La escena de la muerte de Francisco irradia una luz pascual. Para los franciscanos, aquel momento no es tristeza sino cumplimiento gozoso: Francisco, plenamente configurado con Cristo, pasa de la muerte a la vida eterna. Sus contemporáneos vieron signos de esta santidad excepcional: según la tradición, bandadas de alondras –aves que Francisco amaba tiernamente– sobrevolaron la Porciúncula cantando al anochecer, acompañando el alma del santo hacia lo alto. Francisco había expresado a sus hermanos su perdón y bendición final; también bendijo a su amada ciudad de Asís, incorporándose con esfuerzo para extender la mano hacia ella. Cuando por fin exhaló su último suspiro, rodeado por la incipiente fraternidad que él engendró, su rostro apareció sereno, casi luminoso. “He cumplido mi misión, que Cristo os enseñe la vuestra”, habría dicho a los frailes, según las crónicas. La espiritualidad franciscana ve en esta santa muerte la coronación de una vida totalmente entregada al Evangelio: Francisco murió como vivió, en pobreza, alegría y comunión con toda criatura, confiando a la “hermana muerte” el abrazo definitivo con el Padre de Misericordia.
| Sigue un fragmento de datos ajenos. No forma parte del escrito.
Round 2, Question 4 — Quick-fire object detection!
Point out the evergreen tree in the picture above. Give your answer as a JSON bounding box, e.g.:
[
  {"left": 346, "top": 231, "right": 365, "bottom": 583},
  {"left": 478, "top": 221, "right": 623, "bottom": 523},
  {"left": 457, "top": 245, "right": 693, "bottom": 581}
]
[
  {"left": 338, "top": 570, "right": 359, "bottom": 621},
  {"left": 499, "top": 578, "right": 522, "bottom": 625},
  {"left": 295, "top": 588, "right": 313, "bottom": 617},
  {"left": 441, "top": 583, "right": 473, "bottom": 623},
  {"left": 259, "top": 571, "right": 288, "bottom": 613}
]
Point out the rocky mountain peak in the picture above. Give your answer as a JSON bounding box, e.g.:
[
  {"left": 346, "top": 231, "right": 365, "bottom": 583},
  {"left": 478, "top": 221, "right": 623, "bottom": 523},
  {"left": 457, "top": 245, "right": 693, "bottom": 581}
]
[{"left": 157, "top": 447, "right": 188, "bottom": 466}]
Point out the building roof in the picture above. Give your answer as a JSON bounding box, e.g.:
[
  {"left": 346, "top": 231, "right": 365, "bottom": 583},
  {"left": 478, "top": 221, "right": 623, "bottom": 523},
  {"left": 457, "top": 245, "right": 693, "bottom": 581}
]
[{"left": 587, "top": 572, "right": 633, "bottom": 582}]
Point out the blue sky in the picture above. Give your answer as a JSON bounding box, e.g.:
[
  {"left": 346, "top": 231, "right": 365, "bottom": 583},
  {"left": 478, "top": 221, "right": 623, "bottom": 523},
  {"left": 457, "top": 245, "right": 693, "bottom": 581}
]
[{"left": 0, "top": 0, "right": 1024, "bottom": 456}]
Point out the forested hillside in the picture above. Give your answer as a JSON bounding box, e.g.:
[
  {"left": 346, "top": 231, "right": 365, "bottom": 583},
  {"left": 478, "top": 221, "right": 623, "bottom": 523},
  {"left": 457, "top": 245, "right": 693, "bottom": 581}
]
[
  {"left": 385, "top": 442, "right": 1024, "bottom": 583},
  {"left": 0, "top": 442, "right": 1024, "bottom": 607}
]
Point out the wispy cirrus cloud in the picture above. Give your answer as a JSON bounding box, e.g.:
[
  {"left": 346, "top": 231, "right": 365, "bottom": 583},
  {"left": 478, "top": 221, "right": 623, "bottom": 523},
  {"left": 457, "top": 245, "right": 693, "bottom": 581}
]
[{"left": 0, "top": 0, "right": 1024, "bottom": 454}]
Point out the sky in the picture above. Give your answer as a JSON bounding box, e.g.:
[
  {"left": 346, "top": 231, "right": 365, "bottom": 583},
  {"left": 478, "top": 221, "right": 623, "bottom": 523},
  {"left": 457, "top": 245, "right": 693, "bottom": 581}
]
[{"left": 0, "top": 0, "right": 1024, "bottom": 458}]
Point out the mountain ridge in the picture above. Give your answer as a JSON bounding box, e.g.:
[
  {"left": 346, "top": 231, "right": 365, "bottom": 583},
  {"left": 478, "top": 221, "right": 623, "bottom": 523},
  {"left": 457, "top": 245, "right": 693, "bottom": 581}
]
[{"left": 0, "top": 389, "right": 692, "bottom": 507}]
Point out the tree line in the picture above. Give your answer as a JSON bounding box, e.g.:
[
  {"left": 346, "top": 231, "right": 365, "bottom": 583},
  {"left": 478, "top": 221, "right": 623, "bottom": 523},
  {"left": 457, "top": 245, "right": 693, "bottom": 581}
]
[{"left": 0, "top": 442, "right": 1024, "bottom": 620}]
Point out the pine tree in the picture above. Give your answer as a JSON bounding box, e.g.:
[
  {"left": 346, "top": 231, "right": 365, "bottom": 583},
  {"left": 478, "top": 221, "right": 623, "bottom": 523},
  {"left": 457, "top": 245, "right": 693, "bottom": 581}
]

Aquel tránsito devino fuente de inspiración permanente. Cada año, la noche del 3 de octubre, la Familia Franciscana celebra con emoción el Rito del Tránsito, rememorando cómo Francisco pasó de este mundo al Padre. Las primeras biografías escritas por sus hermanos –desde Celano hasta san Buenaventura– subrayan que Francisco, al morir, se unió mística y voluntariamente a la pasión de Cristo para participar luego de su gloria. Por eso, su muerte no marca un final trágico sino un nacimiento a la Vida. Apenas dos años más tarde fue proclamado santo, signo de que la Iglesia reconocía en su entrega hasta el fin un testimonio luminoso para todos los creyentes. San Francisco de Asís, en el humilde escenario de la Porciúncula, transformó el hecho natural de la muerte en un cántico de confianza, amor y esperanza pascual. Su partida de este mundo, interpretada a la luz de las fuentes franciscanas, sigue invitando hoy a mirar la propia muerte no con horror sino con fe: como un paso necesario –un pascuo personal– para encontrarnos con el Dios de la vida, tal como lo vivió el Pobrecillo de Asís.